04 Jan President and CEO Monique Nadeau’s Blog on TheHill.com
Tuesday, January 4th, 2011
In systems as big and complex as the U.S. healthcare system, movement does not come easy. Change is hard, and institutional inertia is the norm. The default is to wait and see. Right now, the vast majority of our healthcare system doing just that. It’s seven months into waiting and seeing what healthcare reform ultimately has in store. Before that, it waited to see what healthcare reform would look like. It’s waiting to see what the insurance companies will do, what hospitals will do, what accountable care organizations will do, and so forth.

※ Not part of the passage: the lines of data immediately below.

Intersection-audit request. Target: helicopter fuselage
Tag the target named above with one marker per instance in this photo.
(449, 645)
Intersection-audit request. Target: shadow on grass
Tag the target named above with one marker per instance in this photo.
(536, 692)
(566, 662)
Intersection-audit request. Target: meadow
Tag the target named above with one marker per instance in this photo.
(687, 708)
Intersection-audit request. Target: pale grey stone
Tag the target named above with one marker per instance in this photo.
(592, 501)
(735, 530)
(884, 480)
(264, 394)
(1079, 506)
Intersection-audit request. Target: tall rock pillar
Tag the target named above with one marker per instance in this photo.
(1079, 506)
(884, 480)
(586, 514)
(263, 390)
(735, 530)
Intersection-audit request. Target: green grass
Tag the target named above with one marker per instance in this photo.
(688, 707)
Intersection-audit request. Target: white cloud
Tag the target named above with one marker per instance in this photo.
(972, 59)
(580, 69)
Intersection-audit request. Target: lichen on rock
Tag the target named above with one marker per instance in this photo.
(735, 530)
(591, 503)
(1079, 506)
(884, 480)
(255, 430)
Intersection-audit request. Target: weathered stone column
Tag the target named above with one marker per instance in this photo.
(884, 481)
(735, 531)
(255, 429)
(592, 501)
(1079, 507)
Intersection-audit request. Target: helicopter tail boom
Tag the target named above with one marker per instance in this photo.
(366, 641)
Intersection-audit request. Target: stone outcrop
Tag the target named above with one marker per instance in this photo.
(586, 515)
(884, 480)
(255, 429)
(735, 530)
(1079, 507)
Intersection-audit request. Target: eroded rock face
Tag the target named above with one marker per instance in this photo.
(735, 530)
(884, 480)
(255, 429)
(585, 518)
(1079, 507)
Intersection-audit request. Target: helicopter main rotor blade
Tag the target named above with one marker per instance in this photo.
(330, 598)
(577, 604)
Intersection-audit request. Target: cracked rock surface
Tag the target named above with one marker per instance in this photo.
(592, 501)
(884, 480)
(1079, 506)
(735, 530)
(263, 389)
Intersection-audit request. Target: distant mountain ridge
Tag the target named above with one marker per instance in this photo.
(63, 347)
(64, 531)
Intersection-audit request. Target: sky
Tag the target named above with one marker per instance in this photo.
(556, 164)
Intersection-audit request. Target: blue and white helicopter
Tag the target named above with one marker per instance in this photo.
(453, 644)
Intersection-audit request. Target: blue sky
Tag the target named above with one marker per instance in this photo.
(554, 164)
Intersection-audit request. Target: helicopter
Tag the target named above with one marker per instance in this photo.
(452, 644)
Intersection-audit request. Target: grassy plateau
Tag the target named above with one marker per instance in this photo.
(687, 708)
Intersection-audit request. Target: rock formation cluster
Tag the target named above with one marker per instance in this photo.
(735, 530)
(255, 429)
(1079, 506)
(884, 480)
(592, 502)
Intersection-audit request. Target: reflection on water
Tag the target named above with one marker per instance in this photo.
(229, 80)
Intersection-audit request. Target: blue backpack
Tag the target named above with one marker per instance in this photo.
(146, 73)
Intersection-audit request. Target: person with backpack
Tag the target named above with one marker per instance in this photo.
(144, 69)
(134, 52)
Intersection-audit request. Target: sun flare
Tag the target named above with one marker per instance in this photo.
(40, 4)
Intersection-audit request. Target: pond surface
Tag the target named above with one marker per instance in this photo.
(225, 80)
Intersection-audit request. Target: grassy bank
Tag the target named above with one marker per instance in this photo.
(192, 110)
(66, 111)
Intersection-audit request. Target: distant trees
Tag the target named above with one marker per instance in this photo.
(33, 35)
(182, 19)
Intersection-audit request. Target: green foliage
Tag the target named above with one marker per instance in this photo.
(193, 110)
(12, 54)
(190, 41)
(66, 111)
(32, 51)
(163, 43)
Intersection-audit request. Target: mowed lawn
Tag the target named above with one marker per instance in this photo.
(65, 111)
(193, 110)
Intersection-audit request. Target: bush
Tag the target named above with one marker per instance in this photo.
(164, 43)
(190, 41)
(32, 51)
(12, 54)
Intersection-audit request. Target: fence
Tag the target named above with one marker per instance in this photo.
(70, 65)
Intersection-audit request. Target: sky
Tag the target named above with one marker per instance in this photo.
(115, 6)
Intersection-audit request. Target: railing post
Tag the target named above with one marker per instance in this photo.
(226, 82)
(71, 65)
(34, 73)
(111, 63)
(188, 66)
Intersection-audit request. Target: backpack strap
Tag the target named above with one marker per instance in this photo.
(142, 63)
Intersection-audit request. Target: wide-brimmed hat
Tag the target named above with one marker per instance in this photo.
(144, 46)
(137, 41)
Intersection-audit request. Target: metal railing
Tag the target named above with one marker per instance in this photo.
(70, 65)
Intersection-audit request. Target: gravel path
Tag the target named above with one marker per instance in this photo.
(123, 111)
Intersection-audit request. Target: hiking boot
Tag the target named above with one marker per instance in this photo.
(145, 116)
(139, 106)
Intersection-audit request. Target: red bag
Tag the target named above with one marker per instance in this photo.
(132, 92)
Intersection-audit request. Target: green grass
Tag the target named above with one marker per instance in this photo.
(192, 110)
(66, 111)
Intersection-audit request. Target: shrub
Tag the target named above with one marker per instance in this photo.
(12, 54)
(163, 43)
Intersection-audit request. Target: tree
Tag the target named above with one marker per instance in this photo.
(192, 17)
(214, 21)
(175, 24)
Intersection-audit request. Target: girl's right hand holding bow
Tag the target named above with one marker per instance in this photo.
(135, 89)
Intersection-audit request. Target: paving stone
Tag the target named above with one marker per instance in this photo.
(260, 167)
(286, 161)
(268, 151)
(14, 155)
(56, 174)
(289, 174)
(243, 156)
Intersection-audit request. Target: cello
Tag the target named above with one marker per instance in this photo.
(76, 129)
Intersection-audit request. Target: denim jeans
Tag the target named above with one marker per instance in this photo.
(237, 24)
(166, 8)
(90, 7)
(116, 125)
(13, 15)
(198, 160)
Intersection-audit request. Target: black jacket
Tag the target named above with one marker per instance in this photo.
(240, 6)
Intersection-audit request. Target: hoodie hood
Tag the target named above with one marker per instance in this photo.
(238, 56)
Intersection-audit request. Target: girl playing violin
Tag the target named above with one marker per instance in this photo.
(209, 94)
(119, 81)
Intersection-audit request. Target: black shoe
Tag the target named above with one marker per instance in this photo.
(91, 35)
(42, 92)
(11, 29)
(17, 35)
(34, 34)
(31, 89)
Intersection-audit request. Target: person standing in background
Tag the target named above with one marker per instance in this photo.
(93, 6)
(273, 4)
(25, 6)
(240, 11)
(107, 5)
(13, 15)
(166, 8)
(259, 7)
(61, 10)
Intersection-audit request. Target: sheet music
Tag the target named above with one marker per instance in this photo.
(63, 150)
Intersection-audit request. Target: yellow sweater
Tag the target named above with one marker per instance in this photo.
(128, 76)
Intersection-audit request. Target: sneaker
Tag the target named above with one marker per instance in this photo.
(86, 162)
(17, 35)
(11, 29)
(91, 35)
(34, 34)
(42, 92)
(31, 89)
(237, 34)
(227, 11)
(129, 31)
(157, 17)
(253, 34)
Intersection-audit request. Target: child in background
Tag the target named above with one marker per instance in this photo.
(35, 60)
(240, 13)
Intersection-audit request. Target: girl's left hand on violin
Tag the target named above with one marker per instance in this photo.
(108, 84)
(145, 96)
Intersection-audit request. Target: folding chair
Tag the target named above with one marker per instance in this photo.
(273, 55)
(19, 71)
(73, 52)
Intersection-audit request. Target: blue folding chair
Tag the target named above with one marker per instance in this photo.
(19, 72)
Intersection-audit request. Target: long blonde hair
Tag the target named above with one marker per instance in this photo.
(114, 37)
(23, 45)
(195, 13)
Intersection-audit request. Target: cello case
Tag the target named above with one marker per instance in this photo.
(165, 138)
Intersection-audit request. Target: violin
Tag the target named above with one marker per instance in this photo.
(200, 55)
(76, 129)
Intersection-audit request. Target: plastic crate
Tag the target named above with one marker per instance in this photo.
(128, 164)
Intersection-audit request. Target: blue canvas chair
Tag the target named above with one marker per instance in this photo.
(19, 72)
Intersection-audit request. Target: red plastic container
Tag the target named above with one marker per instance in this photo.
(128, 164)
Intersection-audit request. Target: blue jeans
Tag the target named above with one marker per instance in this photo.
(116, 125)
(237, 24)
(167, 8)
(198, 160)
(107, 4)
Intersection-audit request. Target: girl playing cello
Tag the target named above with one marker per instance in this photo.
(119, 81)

But the question that healthcare practitioners and industry watchers are increasingly asking is, do we really have time to wait? According to the most recent U.S. Census projections, as the population approaches 341 million by 2020, the demographics of those seeking healthcare will shift to an older, more ethnically diverse, and more infirm mix of consumers. Healthcare providers will face far wider gaps in education and income. By that time, our nation faces a projected shortage of around 96,000 physicians. It’s estimated that 45 percent of that shortage will be primary care doctors, often patient’s first and most frequent point of contact with the medical system. Estimates show that the nation will be short 148,000 nurses by 2020, with that shortfall set to exceed 260,000 nurses by 2025, of which we estimate 85 percent will be in primary care. I know the healthcare community is struggling with the question of time because I spent the better part of the past year facilitating a highly structured, rigorous conversation about this daunting primary-care challenge among more than 100 of the most respected and inventive doctors, nurses, community workers, entrepreneurs, insurance executives, luminaries, and health policy experts in the country. We convened the group to formulate recommendations on what the healthcare system should do to address the challenge.